The story below was first published on Oct. 16 by the Cornell Chronicle, which is produced by the communications office at Cornell University.
Since 1970, middle‐income neighborhoods have been disappearing. In 2009, only 42 percent of families lived in middle‐income neighborhoods, compared with 65 percent four decades earlier, reports a new Cornell-Stanford study. More than one-third of families now live in either affluent or poor neighborhoods, double the proportion in 1970.
The study, authored by Kendra Bischoff, assistant professor of sociology at Cornell, and Sean Reardon, professor of education at Stanford, is the result of analyzing 40 years of census data.
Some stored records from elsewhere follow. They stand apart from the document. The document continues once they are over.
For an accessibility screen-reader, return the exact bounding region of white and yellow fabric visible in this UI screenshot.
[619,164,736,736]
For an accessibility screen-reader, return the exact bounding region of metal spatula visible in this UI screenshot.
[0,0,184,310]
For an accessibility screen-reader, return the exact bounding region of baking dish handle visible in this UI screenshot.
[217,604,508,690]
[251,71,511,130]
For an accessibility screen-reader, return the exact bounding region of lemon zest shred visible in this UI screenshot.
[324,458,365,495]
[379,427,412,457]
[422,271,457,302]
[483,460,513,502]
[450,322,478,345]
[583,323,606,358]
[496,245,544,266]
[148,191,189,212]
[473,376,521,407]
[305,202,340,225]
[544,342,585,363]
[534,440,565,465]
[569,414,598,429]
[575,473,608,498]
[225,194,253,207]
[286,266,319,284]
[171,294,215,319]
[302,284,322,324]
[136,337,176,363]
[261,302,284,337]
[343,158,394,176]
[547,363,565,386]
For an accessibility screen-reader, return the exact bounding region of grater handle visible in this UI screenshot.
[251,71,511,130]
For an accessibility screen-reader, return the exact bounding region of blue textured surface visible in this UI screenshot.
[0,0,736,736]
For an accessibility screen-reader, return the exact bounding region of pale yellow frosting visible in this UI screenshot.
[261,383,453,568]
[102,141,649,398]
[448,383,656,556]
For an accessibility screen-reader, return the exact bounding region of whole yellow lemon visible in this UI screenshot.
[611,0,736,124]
It was just released by the U.S. 2010 Project, a program of research on changes in American society in the recent past.
Increasing income inequality is one of the primary reasons for the growth of income segregation.
“As income inequality has grown in the last four decades, America has become increasingly spatially divided by income,” said Bischoff. “This trend has been more rapid in the last decade, but the direction of change has been evident for many years.”
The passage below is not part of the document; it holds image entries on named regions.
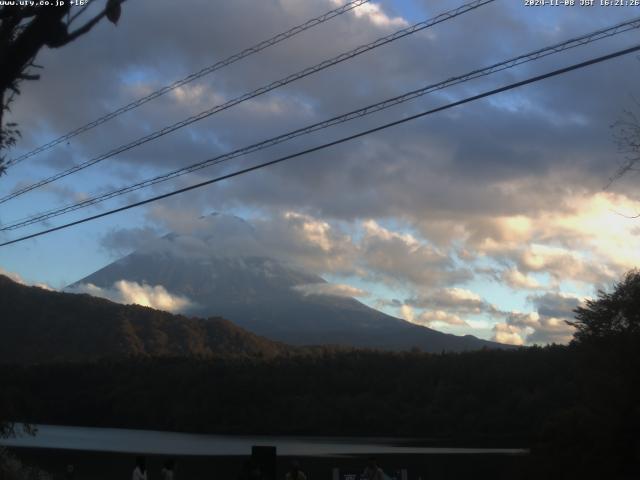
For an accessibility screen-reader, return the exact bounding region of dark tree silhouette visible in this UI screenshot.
[607,98,640,188]
[0,0,124,174]
[567,270,640,343]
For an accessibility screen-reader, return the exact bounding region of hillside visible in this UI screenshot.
[0,275,289,363]
[70,217,508,353]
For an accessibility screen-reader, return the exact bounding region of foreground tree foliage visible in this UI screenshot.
[0,0,124,174]
[0,271,640,478]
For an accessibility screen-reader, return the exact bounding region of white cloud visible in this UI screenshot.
[293,283,369,297]
[0,267,27,285]
[413,310,469,327]
[492,323,524,345]
[331,0,408,28]
[67,280,192,312]
[502,268,542,290]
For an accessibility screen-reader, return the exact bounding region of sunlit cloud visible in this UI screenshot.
[67,280,192,312]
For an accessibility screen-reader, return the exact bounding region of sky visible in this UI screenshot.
[0,0,640,345]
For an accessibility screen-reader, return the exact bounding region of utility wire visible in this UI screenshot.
[5,17,640,231]
[0,45,640,247]
[0,0,495,203]
[6,0,369,167]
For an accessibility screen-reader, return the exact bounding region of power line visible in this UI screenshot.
[0,0,495,204]
[0,41,640,247]
[6,0,369,167]
[5,17,640,231]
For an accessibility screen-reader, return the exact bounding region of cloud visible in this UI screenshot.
[413,310,469,327]
[0,267,55,291]
[0,267,27,285]
[360,220,471,287]
[293,283,369,297]
[494,292,584,345]
[492,323,524,345]
[502,268,542,290]
[67,280,192,312]
[3,0,640,348]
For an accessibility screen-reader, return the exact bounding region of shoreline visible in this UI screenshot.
[9,447,529,480]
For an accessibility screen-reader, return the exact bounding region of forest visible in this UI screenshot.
[0,272,640,478]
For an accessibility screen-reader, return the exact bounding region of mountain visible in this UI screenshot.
[0,275,290,363]
[71,220,506,352]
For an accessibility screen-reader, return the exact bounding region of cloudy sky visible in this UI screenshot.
[0,0,640,344]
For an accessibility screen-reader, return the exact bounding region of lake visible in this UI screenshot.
[0,425,528,456]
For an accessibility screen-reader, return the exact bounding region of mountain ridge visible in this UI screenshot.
[0,275,293,363]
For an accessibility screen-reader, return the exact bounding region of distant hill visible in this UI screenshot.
[71,217,509,352]
[0,275,290,363]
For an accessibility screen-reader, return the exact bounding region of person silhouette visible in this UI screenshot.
[362,457,384,480]
[131,457,147,480]
[284,460,307,480]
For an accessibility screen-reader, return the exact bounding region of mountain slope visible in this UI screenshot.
[0,275,288,363]
[72,242,505,352]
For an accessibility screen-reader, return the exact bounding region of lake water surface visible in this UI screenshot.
[0,425,528,456]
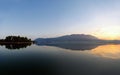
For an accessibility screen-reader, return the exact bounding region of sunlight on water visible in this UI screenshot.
[90,45,120,59]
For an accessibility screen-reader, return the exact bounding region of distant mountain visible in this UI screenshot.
[34,34,99,44]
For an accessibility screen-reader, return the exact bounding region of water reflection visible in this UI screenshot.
[0,43,32,50]
[90,45,120,59]
[36,44,120,59]
[38,44,99,50]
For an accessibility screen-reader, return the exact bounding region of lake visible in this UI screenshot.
[0,44,120,75]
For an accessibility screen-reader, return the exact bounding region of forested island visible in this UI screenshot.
[0,36,32,44]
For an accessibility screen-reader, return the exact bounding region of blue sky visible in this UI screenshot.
[0,0,120,39]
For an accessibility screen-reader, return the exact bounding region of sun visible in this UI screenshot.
[96,26,120,40]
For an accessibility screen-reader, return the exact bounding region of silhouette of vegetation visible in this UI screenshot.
[5,43,31,50]
[0,36,33,49]
[0,36,32,43]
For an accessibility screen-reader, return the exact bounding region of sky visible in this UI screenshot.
[0,0,120,39]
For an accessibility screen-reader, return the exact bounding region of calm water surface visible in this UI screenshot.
[0,45,120,75]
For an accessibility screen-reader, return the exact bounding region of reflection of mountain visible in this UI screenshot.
[35,34,120,50]
[35,34,99,44]
[0,43,32,50]
[90,45,120,59]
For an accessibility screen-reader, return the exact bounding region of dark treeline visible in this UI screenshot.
[0,36,32,42]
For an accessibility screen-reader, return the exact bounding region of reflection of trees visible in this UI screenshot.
[36,44,100,50]
[1,43,32,49]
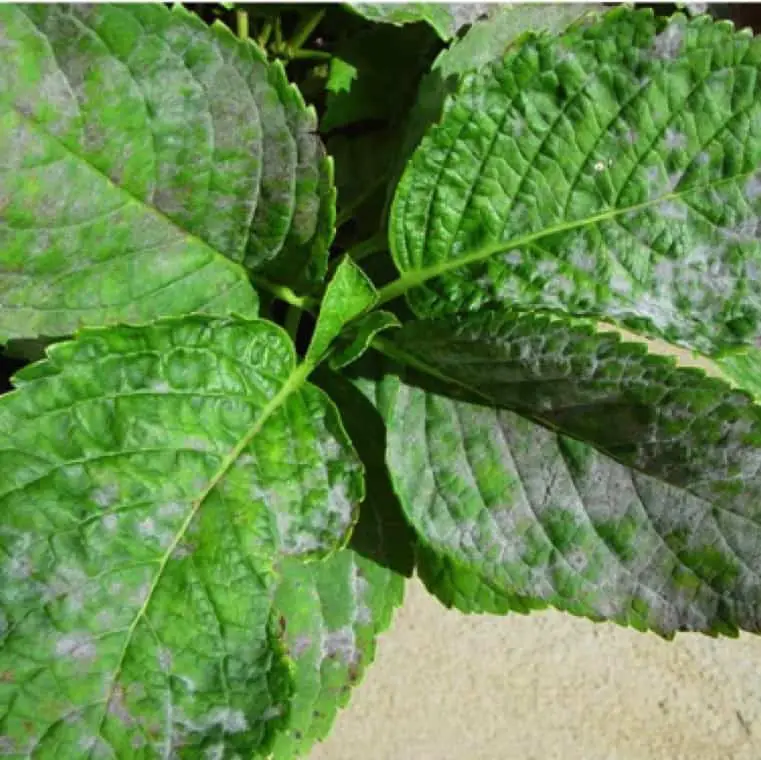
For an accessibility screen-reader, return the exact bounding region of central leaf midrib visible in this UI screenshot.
[371,330,736,514]
[97,362,314,735]
[10,103,264,288]
[377,169,757,306]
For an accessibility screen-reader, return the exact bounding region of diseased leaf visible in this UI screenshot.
[329,311,402,369]
[433,3,603,79]
[314,366,415,577]
[393,312,761,498]
[273,549,404,760]
[383,8,761,354]
[716,348,761,401]
[307,258,378,364]
[0,4,332,341]
[348,3,494,42]
[0,316,363,758]
[372,354,761,636]
[415,544,528,615]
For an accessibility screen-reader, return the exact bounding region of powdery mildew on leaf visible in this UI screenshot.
[0,5,333,339]
[0,317,363,758]
[274,549,403,760]
[370,313,761,635]
[390,9,761,353]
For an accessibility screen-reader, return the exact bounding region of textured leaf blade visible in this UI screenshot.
[273,549,404,760]
[0,5,326,339]
[0,317,363,758]
[349,3,492,42]
[393,312,761,498]
[433,3,600,79]
[329,311,402,369]
[385,9,761,353]
[307,257,378,363]
[372,358,761,636]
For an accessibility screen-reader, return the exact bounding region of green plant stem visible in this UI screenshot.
[287,50,333,61]
[286,8,330,58]
[235,8,248,40]
[258,19,272,47]
[284,305,303,344]
[328,232,388,276]
[252,275,320,311]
The researchers also found that high‐income families – the top 10 percent of earners in each metropolitan area – are more segregated from the rest of the population than are families in the bottom 10 percent.
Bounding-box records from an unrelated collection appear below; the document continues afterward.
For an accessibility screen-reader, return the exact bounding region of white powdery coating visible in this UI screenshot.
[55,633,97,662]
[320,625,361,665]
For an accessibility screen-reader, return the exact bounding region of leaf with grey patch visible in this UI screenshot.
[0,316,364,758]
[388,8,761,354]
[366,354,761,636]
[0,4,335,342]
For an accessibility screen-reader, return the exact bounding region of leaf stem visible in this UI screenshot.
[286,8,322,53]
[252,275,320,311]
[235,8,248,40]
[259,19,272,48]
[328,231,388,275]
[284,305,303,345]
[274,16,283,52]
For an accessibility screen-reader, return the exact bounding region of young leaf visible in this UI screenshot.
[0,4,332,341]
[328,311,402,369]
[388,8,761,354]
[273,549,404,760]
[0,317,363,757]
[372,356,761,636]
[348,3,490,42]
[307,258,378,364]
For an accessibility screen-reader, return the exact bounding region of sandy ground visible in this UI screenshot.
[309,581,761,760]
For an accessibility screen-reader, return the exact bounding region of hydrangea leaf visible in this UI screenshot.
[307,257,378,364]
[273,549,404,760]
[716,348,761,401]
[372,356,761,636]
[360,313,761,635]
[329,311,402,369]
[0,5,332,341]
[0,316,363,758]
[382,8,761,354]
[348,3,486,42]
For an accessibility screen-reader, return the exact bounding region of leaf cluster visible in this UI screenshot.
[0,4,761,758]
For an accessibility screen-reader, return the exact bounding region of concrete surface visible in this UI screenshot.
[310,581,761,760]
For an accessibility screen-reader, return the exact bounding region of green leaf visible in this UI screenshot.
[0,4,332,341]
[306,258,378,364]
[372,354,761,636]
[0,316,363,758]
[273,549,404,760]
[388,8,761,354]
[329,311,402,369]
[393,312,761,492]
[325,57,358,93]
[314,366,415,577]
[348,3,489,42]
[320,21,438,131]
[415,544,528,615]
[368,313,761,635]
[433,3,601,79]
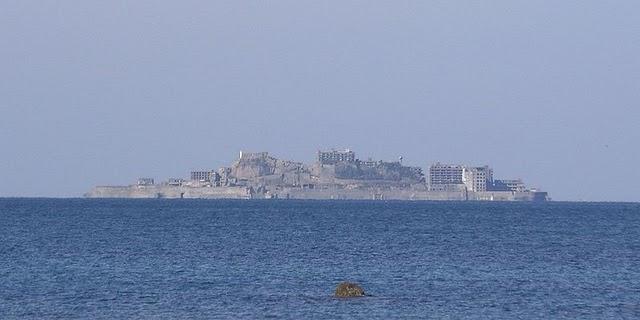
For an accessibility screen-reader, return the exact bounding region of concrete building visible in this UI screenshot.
[239,151,269,160]
[429,162,464,191]
[191,170,217,182]
[136,178,155,186]
[318,149,356,164]
[462,166,493,192]
[491,179,529,192]
[167,178,184,187]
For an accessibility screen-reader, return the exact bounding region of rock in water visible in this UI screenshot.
[336,282,364,297]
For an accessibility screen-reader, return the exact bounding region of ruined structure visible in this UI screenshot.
[85,150,547,201]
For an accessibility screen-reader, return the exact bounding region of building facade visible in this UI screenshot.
[429,162,464,191]
[463,166,493,192]
[191,170,217,182]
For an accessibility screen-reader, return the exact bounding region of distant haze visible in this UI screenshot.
[0,0,640,201]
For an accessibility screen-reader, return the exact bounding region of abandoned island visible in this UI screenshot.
[85,149,547,201]
[85,149,547,201]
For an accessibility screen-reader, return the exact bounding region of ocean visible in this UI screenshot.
[0,199,640,319]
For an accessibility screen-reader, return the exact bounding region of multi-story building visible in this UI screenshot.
[491,179,529,192]
[429,163,493,192]
[318,149,356,164]
[429,162,464,191]
[167,178,184,187]
[191,170,218,182]
[136,178,155,186]
[463,166,493,192]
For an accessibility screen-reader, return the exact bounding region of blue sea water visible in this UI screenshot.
[0,199,640,319]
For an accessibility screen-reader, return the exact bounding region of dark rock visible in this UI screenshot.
[336,282,364,297]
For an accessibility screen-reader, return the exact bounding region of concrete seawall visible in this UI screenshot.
[85,185,546,201]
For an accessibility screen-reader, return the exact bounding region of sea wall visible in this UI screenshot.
[85,186,252,199]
“In 2010 the 10 percent of families with the highest incomes controlled approximately 46 percent of all income in the United States,” write Bischoff and Reardon, noting that “the increasing isolation of the affluent from low‐ and moderate‐income families means that a significant proportion of society’s resources are concentrated in a smaller and smaller proportion of neighborhoods.”
The report analyzes changes in segregation in the 117 largest metropolitan areas in the United States. The analyses indicate some of the causes of increasing income segregation:
The authors warn that the increasing isolation of the rich can affect other groups by reducing the shared stake in public resources and amenities that can benefit broad segments of the population, such as schools, parks and public services.
“If advantaged families do not share social environments and public institutions with low‐income families, they may be less likely to support investment in these shared resources. Such a shift in collective commitment to the public good may have far‐reaching consequences for social inequality,” said Reardon.
“Income segregation” refers to the extent to which high‐ and low‐income families within a metropolitan area live in the same neighborhoods.
An earlier version of this research, conducted while Bischoff was at Stanford, was made public a couple of years ago, as detailed in a release from the study's sponsors. Bischoff was a postdoctoral fellow at Stanford received her PhD in sociology from Stanford, where Reardon was one of her advisors. Reardon is a member of Stanford's Center for Educational Policy Analysis, a hub for economic and sociological research and data analysis involving many faculty members and graduate students from the Stanford Graduate School of Education.
U.S. 2010 Project is funded by the Russell Sage Foundation and Brown University.
In other research, Reardon and colleagues have documented resegregration in public schools (see news release).
Reardon also wrote a commentary earlier this year in the Sunday Review section of The New York Times detailing how the growing income gap has contributed to a widening of the achievement gap.